Since the recent OSA epidemiologic data point to increased rates of stroke as the type of cardiovascular event most closely associated with OSA,6,13 with more modest effects of OSA on the heart,14 a role for snoring in the pathogenesis of stroke should be entertained. Increased rates of stroke due to OSA could result from altered cerebral blood flow or regulation, enhanced atherosclerosis, or as a consequence of greater rates of atrial fibrillation, paroxysmal or otherwise.13,15 But snoring, unmeasured in almost all the OSA data, could be contributing to alterations in both cerebral blood flow and regulation, or enhanced atherogenesis. Perhaps snoring vibration primes the local carotid endothelium for the ill effects of subsequent intermittent hypoxemia and inflammation, thereby accelerating atherogenesis.

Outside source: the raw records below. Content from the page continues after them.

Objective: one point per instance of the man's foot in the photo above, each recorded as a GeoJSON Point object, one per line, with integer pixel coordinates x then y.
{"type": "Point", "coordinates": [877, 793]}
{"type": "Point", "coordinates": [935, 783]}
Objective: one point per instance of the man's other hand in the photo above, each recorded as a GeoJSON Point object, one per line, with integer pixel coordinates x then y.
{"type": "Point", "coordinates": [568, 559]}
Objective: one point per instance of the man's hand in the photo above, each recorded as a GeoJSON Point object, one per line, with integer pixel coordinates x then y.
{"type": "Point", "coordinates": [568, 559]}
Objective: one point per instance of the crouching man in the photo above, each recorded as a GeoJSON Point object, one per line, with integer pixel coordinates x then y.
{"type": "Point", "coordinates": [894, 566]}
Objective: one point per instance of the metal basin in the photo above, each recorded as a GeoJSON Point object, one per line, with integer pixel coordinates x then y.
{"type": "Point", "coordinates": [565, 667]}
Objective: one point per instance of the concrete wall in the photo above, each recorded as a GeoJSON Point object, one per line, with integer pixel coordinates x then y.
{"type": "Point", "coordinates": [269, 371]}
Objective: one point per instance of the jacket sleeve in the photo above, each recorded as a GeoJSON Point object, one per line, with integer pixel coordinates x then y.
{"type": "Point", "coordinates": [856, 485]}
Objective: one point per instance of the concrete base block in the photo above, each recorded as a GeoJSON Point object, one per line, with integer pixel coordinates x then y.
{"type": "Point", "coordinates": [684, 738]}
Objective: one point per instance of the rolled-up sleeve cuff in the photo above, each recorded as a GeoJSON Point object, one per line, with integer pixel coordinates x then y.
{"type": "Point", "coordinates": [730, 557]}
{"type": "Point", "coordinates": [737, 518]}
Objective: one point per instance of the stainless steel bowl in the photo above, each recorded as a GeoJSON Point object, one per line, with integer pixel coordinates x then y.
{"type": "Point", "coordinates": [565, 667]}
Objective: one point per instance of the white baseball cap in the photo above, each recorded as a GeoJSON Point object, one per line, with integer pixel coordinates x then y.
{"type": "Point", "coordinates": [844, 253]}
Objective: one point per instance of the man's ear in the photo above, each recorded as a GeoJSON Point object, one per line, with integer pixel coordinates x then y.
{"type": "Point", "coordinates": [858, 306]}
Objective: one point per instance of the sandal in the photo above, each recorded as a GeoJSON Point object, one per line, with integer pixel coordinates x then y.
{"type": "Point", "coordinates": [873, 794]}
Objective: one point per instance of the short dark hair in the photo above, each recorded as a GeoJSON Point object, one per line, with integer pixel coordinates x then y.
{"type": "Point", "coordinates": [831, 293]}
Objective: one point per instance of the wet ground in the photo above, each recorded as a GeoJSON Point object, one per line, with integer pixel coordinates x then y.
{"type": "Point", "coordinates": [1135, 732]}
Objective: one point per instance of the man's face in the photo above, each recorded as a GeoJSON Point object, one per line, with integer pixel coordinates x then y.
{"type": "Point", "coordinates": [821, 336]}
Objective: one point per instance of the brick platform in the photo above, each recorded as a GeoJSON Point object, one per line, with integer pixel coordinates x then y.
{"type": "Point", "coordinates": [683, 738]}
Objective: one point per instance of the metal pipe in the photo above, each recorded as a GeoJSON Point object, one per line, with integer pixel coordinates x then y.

Although not the focus of the manuscript, what is also interesting from the study of Marshall et al.11 is a reminder about the wide heterogeneity with which people snore and have apneas. There are individuals in the Busselton Health Study who objectively snore more than 80% of the night but have no OSA.11 On the other hand, there are individuals with moderate or severe OSA who snored less than 40% of the night. This heterogeneity of snoring and apnea is further detailed in the original Busselton report.16 While snoring and the apnea hypopnea index were modestly correlated (ρ = 0.5), they may be separate phenomena, or at least separate upper airway responses to airflow limitation that is of unclear consequence. Understanding differences in the degree of snoring within individuals with OSA could be important in determining vascular risk, even if snoring alone is not associated with greater vascular risk.

For now, it appears that snoring does not increase risk for cardiovascular events or mortality in this community-dwelling sample, after accounting for the presence and severity of OSA. Whether or not this is true for stroke is uncertain due to statistical power issues, but we applaud Marshall and colleagues’11 first contribution to the cardiovascular epidemiology of objectively measured snoring.

CITATION

Rice TB. Noise in the signal or bad vibrations? SLEEP 2012;35(9):1193-1194.

ACKNOWLEDGMENT

This publication was supported by the National Center For Advancing Translational Sciences of the National Institutes of Health under Award Number KL2TR000146. The content is solely the responsibility of the author and does not necessarily represent the official views of the National Institutes of Health.

DISCLOSURE STATEMENT

Dr. Rice has indicated no financial conflicts of interest.